Type II sequence divergence patterns compared with known mutational effects for the first transmembrane domain (TMD1) of CFTR. Analysis of conservation within and between paralogous groups (CFTR vs. ABCC4) yields five divergence bins ranging from sites that are conserved within and between groups to the type II divergence sites that are maximally divergent between groups and conserved within groups (see Table S3). The 5 bins are: Conserved, Intermediate Class 1, Intermediate Class 2, Intermediate Class 3, and Type II Divergent. The figure shows the observed (O) versus expected (E) proportions [calculated as (O − E)/E] of sites in each divergence bin with 0–1 known mutational effects (light gray bars) versus those with 2 or more known mutational effects (dark gray bars). Values beneath the bars are the average type II posterior probability per bin.

Example of a Divergent Site with Physiological Relevance.

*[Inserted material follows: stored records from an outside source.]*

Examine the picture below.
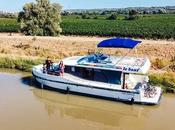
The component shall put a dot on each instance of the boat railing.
(149, 91)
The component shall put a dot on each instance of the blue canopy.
(119, 43)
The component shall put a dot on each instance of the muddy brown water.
(23, 107)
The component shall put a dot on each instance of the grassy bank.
(165, 80)
(9, 25)
(147, 26)
(19, 63)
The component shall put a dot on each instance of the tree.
(41, 18)
(112, 17)
(133, 14)
(85, 16)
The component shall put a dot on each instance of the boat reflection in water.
(92, 111)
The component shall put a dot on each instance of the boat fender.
(132, 100)
(67, 90)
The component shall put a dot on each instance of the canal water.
(23, 107)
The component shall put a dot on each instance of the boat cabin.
(126, 72)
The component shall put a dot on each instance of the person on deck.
(48, 64)
(61, 67)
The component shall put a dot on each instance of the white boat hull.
(58, 82)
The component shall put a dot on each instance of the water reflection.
(88, 109)
(24, 107)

Within TMD1, one of the type II sites is R352 (L842 in ABCC4) (posterior probability = 29.74, Table S2). Our recent studies identified R352 as contributing to a pair of residues within the transmembrane domains of CFTR that interact, perhaps by forming a salt bridge (13). Here, we confirm that the interaction between R352 in TM6 and D993 in TM9 is critical to the maintenance of a stable open-channel conformation (Fig. 3). Mutations at R352 are also associated with CF. Disruption of this salt bridge, by charge-destroying mutations at either site in the interacting pair, altered several properties of open CFTR channels, including unitary conductance, ion selectivity, and susceptibility to pore blockade by organic drugs (13). In contrast, approximately wild-type channel behavior is retained in R352K-CFTR and the charge-swapping double mutant, R352E/D993R-CFTR (Fig. 3). R352 and D993 are conserved within CFTR across all species for which the polypeptide sequence is known. However, R352 is a type II site, divergent between CFTRs and ABCC4s, whereas D993 is conserved between CFTRs and ABCC4s (i.e., type II posterior probability = 0). These results suggest that the interaction between R352 and D993 may be critical to the evolution of channel activity in CFTR.

Fig. 3.

Fig. 3.

Charge-destroying mutations at R352 alter CFTR single channel behavior. Isolated bursts of channel activity from oocytes expressing WT-CFTR, R352E-CFTR, R352E/E1104R-CFTR, and R352E/D993R-CFTR. Channels were studied in excised, inside-out patches in the continuous presence of 1 mM ATP and 50 U/ml PKA. In each trace, the closed level (c) is marked by a dashed line, and downward deflections represent channel opening. The full conductance level (f) for each trace is indicated. Channels bearing the R352E mutation, or the double mutant R352E/E1104R, exhibited frequent transitions to subconductance levels. In contrast, WT-CFTR channels, and channels bearing the revertant mutation R352E/D993R, primarily exhibit transitions to the full conductance level.

Structural Analysis.

Sequence analysis of the CFTR and ABCC4 proteins revealed many residues that either are completely conserved between protein families, or show type II divergence within TMD1. To glean some insights into the roles that these residues may play, we mapped these sites onto TMD1 of the recently published CFTR homology model (Figs. 4 and S5) (17). All specific sites are shown in space-filling representation, with conserved sites in green and sites exhibiting type II divergence in red, R352 in magenta.

Fig. 4.

Fig. 4.

Structural environment of conserved and type II divergent CFTR residues. Conserved and type II residues are highlighted on a homology model of the CFTR protein. Helices are colored as follows: TM1, salmon; TM2, dark blue; TM3, silver; TM4, orange; TM5, purple; and TM6, yellow. TMD2 is shown as blue helices. (A) TMD1 of the CFTR homology model with residues conserved between CFTR and ABCC4 shown in green space-filling representation. (B) TMD1 of CFTR with type II divergent residues across all vertebrates shown in red space-filling representation. (C) TMD1 of CFTR with type II divergent residues in mammals only shown in red space-filling representation. Lower images are the view from the extracellular face. R352 is shown in magenta.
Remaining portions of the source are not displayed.